VI — The Frontier → Chapter 27
VECTOR SEARCH & ANN
Section 26.1
01

Exact kNN → HNSW small-world graphs

Every RAG system you’ve used in 2023+ runs on vector search. The query text becomes an embedding; the database has billions of pre-computed embeddings; you need to find the K nearest. Doing this exactly (compare against every database vector) is O(N · d) per query — for N = 1 billion and d = 1024, that’s a trillion FLOPs per query. Untenable. The field invented approximate nearest neighbor (ANN) algorithms that trade some recall for orders-of-magnitude speedup. Of these, HNSW (Malkov 2018, “Hierarchical Navigable Small World”) is the dominant graph-based approach. It builds a multi-layer graph where higher layers are sparse “highways” and the bottom layer has many short-range connections; search descends from top to bottom via greedy navigation. 10-100× speedup at 90%+ recall.

The exact kNN baseline

For a query q ∈ ℝ^d and database of N vectors:

Exact kNN by brute force: for each x_i in database: d_i = || q - x_i ||² (or dot product, or cosine — choose your metric) sort by d_i; return top K. Cost per query: O(N · d) FLOPs for distance computation + O(N log K) for partial sort. Memory: O(N · d) for the database. For N = 10⁶, d = 768 (sentence-transformer typical): Per-query FLOPs: 1.5 · 10⁹. At H100 throughput: ~1.5 ms. At 100 queries/sec: 150 ms total compute. Tolerable. For N = 10⁹, d = 1024 (production-scale embedding store): Per-query FLOPs: 2 · 10¹². At H100: ~2 seconds. At 100 queries/sec: 200 seconds. Catastrophic.
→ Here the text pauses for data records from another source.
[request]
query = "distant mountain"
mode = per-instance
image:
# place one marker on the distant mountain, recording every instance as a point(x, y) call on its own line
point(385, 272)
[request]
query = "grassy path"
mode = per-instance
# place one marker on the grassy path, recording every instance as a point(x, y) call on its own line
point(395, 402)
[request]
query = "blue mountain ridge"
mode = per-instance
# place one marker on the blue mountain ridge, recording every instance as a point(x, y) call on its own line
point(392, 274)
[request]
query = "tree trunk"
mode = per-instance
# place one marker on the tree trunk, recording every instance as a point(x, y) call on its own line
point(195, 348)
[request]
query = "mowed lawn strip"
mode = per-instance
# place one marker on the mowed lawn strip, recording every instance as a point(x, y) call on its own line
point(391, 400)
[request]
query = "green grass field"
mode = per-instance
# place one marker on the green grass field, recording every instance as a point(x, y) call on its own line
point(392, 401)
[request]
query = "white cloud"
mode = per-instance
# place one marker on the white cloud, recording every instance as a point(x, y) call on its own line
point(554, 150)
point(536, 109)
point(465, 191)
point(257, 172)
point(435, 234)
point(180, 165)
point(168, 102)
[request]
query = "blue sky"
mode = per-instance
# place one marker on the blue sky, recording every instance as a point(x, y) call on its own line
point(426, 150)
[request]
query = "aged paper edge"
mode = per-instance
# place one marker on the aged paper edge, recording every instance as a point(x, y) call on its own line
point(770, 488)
The brute-force baseline becomes impractical past ~10M vectors. For production systems, approximate methods are mandatory.

The curse of dimensionality (revisited from Ch.6)
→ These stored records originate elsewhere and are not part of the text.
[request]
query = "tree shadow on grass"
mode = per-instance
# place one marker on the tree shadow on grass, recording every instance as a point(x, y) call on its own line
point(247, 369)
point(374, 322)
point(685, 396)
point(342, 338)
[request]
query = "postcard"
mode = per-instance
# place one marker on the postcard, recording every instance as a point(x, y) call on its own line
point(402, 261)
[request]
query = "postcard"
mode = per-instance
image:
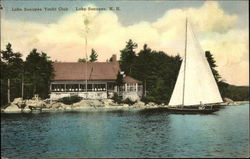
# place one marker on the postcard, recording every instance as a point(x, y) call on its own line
point(124, 78)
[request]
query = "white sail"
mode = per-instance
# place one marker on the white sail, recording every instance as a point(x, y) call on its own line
point(199, 85)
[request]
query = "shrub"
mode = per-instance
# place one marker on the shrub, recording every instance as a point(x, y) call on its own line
point(117, 99)
point(70, 100)
point(128, 101)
Why is high-dim vector search particularly hard? Part of the answer comes from Ch.6 §1:

In high dimensions: - Pairwise distances become nearly equal (mass of d-ball is on the surface). - The "nearest" vector is only marginally closer than the "average" vector. - Locality-sensitive techniques that work in 2-3D fail in 1024D. For random unit vectors in d dimensions: E[ || a - b ||² ] = 2 (independent of d). Var[ || a - b ||² ] ≈ 8/d (decreases with d). So in high d, all pairs have distance ~√2 with tiny variance. The "nearest" vector to a query is barely different from a random vector. Practical consequence: Any ANN method must reach recall ≥ 0.9 to be useful. Methods that achieve "approximate within 2-3x" of the nearest distance don't return useful results in high-d.
— think, then check —

Why high-d is structurally harder:

In 2D space, a query point has clear “neighbors” — points within distance r form a disk of radius r. The expected number of database points within that disk is small (if data is spread uniformly).
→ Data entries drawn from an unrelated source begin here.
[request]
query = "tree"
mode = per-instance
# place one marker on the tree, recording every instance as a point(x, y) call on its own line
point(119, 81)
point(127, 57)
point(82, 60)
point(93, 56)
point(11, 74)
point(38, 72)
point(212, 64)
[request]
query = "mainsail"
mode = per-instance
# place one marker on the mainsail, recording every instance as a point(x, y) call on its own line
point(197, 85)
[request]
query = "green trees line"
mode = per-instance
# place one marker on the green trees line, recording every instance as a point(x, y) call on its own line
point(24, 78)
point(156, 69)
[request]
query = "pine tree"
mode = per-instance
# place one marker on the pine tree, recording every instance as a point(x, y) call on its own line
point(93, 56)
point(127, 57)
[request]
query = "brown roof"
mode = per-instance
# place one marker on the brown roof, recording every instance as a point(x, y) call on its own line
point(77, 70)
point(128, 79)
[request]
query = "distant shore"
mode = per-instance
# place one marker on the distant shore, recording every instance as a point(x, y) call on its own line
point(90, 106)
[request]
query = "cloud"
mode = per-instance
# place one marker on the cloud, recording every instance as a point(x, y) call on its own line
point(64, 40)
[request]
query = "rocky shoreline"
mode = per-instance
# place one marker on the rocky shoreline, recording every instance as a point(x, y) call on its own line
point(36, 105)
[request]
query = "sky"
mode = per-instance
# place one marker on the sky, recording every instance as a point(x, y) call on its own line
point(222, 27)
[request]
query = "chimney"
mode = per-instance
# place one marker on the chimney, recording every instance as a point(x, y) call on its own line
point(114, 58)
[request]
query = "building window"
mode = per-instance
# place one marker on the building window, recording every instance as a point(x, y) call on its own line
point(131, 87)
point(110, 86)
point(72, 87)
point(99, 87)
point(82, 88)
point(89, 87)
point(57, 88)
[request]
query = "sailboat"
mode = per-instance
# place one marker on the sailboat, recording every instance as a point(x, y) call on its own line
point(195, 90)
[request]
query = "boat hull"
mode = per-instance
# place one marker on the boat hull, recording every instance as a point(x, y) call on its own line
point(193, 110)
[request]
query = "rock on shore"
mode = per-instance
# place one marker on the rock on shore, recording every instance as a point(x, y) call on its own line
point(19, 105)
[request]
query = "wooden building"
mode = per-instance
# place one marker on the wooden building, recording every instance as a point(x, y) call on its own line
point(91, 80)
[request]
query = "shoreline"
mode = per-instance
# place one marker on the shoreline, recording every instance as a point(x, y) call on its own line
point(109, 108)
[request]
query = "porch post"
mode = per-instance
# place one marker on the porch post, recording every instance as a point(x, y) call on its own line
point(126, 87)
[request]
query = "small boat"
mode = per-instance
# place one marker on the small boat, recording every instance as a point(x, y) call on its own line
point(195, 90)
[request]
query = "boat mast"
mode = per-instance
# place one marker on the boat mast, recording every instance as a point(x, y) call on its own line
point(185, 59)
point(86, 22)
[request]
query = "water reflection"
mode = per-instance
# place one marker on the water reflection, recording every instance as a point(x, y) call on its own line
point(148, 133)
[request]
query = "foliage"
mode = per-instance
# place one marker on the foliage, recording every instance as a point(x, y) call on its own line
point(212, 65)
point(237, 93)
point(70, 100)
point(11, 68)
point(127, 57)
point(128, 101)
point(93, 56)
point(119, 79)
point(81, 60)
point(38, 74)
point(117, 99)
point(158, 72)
In 1024D, the volume of a “ball” of radius r grows as r^1024. To contain enough data points to be the nearest neighbor, r must be only slightly less than the typical pairwise distance. The “nearest” point is only marginally distinguishable from a random point.

From Ch.6: for random unit vectors in d-dim space, mean pairwise distance is √2 with variance ~1/d. As d grows, distances concentrate; the nearest neighbor signal weakens.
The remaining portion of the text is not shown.